South Canterbury cricket team

Personnel
- Owner: South Canterbury Cricket Association

Team information
- Founded: 1893
- Home ground: Aorangi Oval, Timaru

History
- Hawke Cup wins: 1
- Official website: SCCA

= South Canterbury cricket team =

New Zealand cricket team

The South Canterbury cricket team represents the South Canterbury region of New Zealand. It is one of the 21 teams from around New Zealand that compete in the Hawke Cup. Its headquarters are at Aorangi Oval in Timaru, where South Canterbury play most of their home matches.

==History==
Cricket was probably first played in the region in the early 1860s. The Timaru Cricket Club was formed in 1864. A South Canterbury XXII captained by Michael Godby played the touring Australian team at Timaru Cricket Ground in January 1881; the Australians won easily.

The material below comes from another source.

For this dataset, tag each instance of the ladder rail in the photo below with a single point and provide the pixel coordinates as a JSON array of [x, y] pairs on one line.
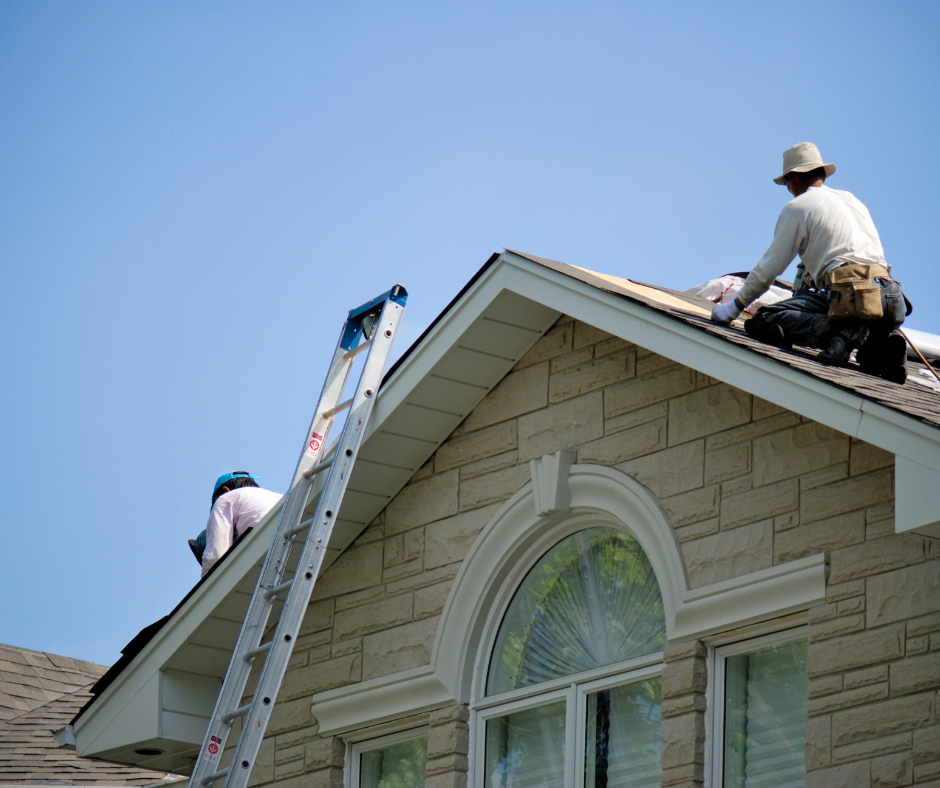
[[377, 329]]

The South Canterbury Cricket Association was formed in 1893, and a competition contested by Ashburton, Geraldine, Temuka and Timaru began in the 1893-94 season. South Canterbury continued to play occasional matches against touring teams, and began a regular series of matches against Canterbury. In the match in February 1904 at Lancaster Park, Dick Dalgleish took seven wickets in each innings and Andrew Barron hit a century to help South Canterbury to victory over Canterbury by seven wickets.

South Canterbury were one of the eight teams that competed in the inaugural Hawke Cup in 1910–11. They have competed regularly since the 1960s. Their only title came in January 2000, when they beat Canterbury Country; their captain was Todd Elliotte, one of only four people to play 100 matches for South Canterbury.

The senior clubs of the South Canterbury Cricket Association are Celtic, Geraldine, Pleasant Point, Star, Temuka, Timaru Boys High School, Timaru, Twizel and Waimate.